L’œuvre présente deux faces contradictoires et complémentaires. Le dos est plat, incliné à 45° par rapport au sol. La face est constituée de reliefs tombants, concrétions minérales plus ou moins grandes, stalactites découpées dans la masse grise. De prime abord le béton rugueux, lourd et compact a servi de matériau de base. Le corps-à-corps a dû être rude entre l'artiste et la matière. Saisi par la régularité des formes, le regard navigue entre lignes et courbes. Recto : la structure est prégnante. Lignes de cercles parfaits, le rythme est immuable et sans fin. La surface est une plaine que rien n'arrête si ce n'est le bord, précipice irrégulier qui attire dangereusement. Verso : c'est un abîme en suspension, percé de mille orifices circulaires, perméable au regard. Le volume démesuré porte bien au-delà du corps. La lumière y entre, transperçante. Le jeu se fait entre vide et plein.
À y regarder le plus près – et tout se joue dans la proximité de ce regard-là, dans la mise au point nécessaire comme un retour à la pénombre après un éblouissement – il ne s'agit pas de matière minérale mais du polystyrène de casiers à bouteilles. Et là, par le truchement d'un changement de perspective, la masse de l'objet change sous nos yeux. D'empesée elle devient légère, aérienne. On se plierait bien au jeu de la soulever pour en affronter le poids. Déambulant sous les reliefs, ce n'est plus la peur d'être enseveli mais le plaisir d'être abrité qui survient. Protégé du monde par une masse légère, voilà ce qu'il advient quand on se laisse happer...
Construire la mouvance
Prenons un tube de polystyrène, gris, jaune, bleu peu importe. Élément rigide, banal, sans grand intérêt plastique, fonctionnel pour qui sait l'utiliser. L'objet est basique et binaire : une ligne creuse, d'une régularité sans failles. L'espace entre les bords est vide, simple masse d'air qui donne un volume à l'ensemble. Ce sont les unités constitutives d'un corps, toutes identiques, et leur régularité induit de fait une stabilité imparable. Assemblées par mille par Vincent Mauger et voilà que se crée un paysage mouvant aux formes molles et sans fin, paradoxe de la forme libre créée à partir d'éléments finis. La verticalité des éléments de base est maintenant contrecarrée par l'horizontalité perdue.
La perte des repères modifie l'équilibre.
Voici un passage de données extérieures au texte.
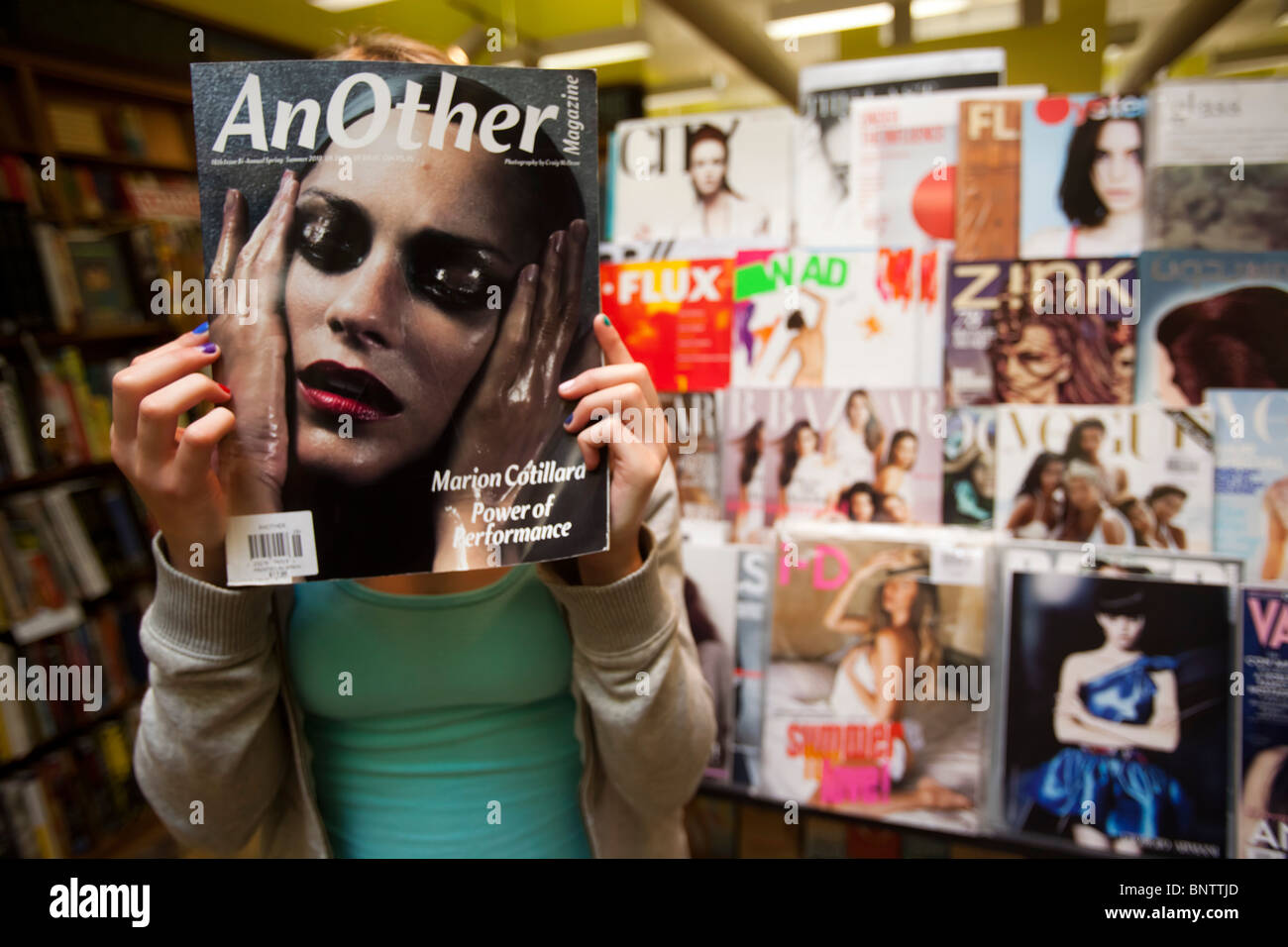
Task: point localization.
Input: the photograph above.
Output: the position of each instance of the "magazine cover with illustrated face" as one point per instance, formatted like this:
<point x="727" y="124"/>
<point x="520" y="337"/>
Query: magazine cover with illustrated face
<point x="716" y="175"/>
<point x="1082" y="176"/>
<point x="1211" y="320"/>
<point x="674" y="316"/>
<point x="831" y="454"/>
<point x="1041" y="331"/>
<point x="1116" y="718"/>
<point x="410" y="300"/>
<point x="809" y="320"/>
<point x="1250" y="436"/>
<point x="879" y="685"/>
<point x="970" y="467"/>
<point x="696" y="451"/>
<point x="827" y="213"/>
<point x="1106" y="475"/>
<point x="1262" y="791"/>
<point x="1216" y="165"/>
Le changement d'échelle rend le lieu instable. La zone est soumise aux tremblements et aux poussées telluriques puis l'instant d'après elle se fige, fixée au moment même où tout bouge et tout tremble. Nous sommes face à un relief en perdition où sol et ciel se confondent, où les points d'appui disparaissent. Le sol est en mouvement, paradoxe physique, et les forces en présence le propulsent hors de lui-même. Des montagnes surgissent là où il n'y avait rien, des reliefs insoupçonnés s'extraient du monde plat. La terre devient eau, liquide soumis à des forces insoupçonnées qui meuvent les masses. Vagues insaisissables saisies au vol. Voici l'image arrêtée de la mouvance même.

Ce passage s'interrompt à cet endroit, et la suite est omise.